Als je rust hebt, heb je de tijd om deze dingen tot je te laten doordringen. Wat moet je daar nu mee. Moet ik daaraan toegeven omdat ik nu eenmaal kind van mijn tijd ben. Als ik bijna zover ben om daaraan toe te geven, moet ik aan de Here Jezus denken. Leefde mijn Verlosser als iemand die alles deed om leuk gevonden te worden? Was dat het grote doel van Zijn leven? Dan zie ik de Here voor duizenden mensen staan. Zijn volgelingen. Jezus is populair. Dan vertelt Hij ze in Johannes 6 de waarheid. Ze ervaren het als een harde waarheid. Ze lopen bij Hem weg.
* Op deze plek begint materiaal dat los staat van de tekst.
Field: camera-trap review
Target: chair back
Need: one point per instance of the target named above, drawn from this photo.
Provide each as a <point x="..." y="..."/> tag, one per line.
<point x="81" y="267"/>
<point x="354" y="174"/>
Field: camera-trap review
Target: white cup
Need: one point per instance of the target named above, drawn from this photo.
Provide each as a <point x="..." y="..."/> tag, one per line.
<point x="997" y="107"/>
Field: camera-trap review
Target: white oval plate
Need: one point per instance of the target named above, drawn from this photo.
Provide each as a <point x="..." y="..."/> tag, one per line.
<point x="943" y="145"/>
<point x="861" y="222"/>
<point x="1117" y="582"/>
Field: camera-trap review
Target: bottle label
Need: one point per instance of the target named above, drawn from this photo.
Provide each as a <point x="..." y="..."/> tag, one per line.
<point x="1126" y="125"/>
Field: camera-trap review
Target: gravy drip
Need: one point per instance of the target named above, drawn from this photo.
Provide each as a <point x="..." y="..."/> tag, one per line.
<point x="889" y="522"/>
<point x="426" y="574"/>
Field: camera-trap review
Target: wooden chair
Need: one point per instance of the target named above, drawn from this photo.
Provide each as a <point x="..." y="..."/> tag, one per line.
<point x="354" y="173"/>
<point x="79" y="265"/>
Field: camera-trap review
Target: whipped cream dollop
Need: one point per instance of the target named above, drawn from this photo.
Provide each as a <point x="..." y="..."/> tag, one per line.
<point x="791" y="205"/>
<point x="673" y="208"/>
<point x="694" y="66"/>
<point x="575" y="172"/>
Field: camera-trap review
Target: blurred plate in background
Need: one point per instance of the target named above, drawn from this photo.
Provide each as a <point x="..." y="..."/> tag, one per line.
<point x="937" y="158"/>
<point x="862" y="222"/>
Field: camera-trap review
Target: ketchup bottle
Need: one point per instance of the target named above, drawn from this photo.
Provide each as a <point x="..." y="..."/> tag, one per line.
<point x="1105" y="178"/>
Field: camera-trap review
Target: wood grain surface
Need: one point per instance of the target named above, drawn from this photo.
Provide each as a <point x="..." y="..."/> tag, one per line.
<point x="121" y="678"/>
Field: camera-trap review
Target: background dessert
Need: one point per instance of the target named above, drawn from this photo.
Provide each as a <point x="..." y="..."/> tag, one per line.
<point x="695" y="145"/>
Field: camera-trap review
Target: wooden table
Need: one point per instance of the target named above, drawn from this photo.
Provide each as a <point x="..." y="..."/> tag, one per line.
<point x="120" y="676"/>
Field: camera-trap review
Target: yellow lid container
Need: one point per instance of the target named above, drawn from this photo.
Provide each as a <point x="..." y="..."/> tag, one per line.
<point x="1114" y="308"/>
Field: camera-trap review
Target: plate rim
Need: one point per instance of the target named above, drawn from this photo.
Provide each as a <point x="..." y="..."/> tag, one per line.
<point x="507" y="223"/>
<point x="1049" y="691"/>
Dan vraagt de Here Jezus aan de 12 leerlingen: Willen jullie ook niet weggaan? Hij vraagt niet: “Wat kan Ik er aan doen om weer leuk gevonden te worden? Willen jullie Mij daarbij helpen?” Nee, de Here Jezus weet dat het ons niet zal helpen als Hij doet en zegt wat wij leuk vinden. Wij zijn er alleen maar mee geholpen als de Here Jezus ons de waarheid zegt. Als Hij ons de weg naar Hem als de enige Verlosser wijst. Dat betekent dat ik moet gaan erkennen dat ik schuldig ben en de Here Jezus als mijn Redder nodig heb. Dat vind ik niet leuk. Maar ik heb het wel elke dag van mijn leven nodig. Dan denk ik ook weer aan de woorden van de Here Jezus dat de volgeling niet boven Zijn Meester staat.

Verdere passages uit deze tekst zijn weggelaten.